BTW, what is usual max playable distance for theremin? A believe it's ~70cm

Posted: 10/15/2019 1:35:36 PM
dewster

From: Northern NJ, USA

Joined: 2/17/2012

"But what is unexpected for me is that averaging xK gives sqrt(log2(k)) instead of log2(k) bits. Are you sure? I was expecting that x32 oversampling should give 5 bits, not 2.5"  - Buggins

What Thierry is describing is what I've seen: you only get half the bit resolution increase you might naively expect from averaging (or first order filtering).  If you think about it, when you average a bunch of coin tosses the average can "move around" due to the randomness of the elements in the combined distribution.  Seen from a filtering perspective, the averaging attenuates high frequency noise, but low frequency noise can still get through largely unattenuated.  Make the aggregate larger and you move the pole of the first order filter lower.  Averaging is equivalent to a first order CIC or boxcar filter, which is very similar to a first order IIR lowpass filter.  All of this stuff could have been easily explained to me in college, not sure why it wasn't (professors love their maths too much).

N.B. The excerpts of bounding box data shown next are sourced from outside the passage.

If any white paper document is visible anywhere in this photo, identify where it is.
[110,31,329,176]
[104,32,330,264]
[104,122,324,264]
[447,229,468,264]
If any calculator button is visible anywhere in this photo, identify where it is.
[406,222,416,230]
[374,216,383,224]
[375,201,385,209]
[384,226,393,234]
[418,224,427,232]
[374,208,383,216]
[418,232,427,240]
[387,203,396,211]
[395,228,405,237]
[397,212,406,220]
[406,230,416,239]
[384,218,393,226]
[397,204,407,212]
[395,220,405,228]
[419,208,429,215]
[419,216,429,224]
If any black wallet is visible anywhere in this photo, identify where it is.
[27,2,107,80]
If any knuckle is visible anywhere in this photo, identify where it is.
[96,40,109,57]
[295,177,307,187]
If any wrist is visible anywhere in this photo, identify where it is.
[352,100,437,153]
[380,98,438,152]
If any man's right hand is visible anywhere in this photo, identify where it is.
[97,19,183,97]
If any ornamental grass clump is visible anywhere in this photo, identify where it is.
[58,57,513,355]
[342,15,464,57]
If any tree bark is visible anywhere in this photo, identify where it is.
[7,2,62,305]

[EDIT] You may not want to average all the noise out before you measure the signal.  Depending on the thing doing the measuring (quality of the A/D converter), the noise can actually increase the resolution of the measurement, and then you can average in the digital domain to get higher resolution (this is ad-hoc dithering).  But that can make you highly dependent on the characteristics of the noise (you don't want the noise amplitude to be smaller than one bit of the A/D resolution for any reasonable length of time, otherwise the stepping may become apparent to the player).

[EDIT2] The expected resolution increase with averaging / filtering can help you size the width of your digital filters.  If the averaging / filtering will only give you, say, an 8 bit increase, then if you are having trouble getting a 16 bit wider filter to run at speed, then why not truncate it to something smaller?  This is balancing truncation noise with system noise, and it always happens to some degree (particularly inside filters) whether you are aware of it or not.

[EDIT3] First order filtering or averaging isn't the holy grail or the best you can do.  Higher order averaging (CIC filtering) or higher order filtering (multi-pole IIR, or I suppose FIR though I would avoid them in these applications) can give you better SNR due to the increased HF attenuation, though of course only to a point.

Posted: 10/15/2019 2:20:32 PM
Buggins

From: Porto, Portugal

Joined: 3/16/2017

LP filter should be tuned to have output varying in range ~ ADC significant bit to improve averaging results with dithering.

So far, I've ordered ADS1256 (ADC) board and si5351 (PLL clock gen) board.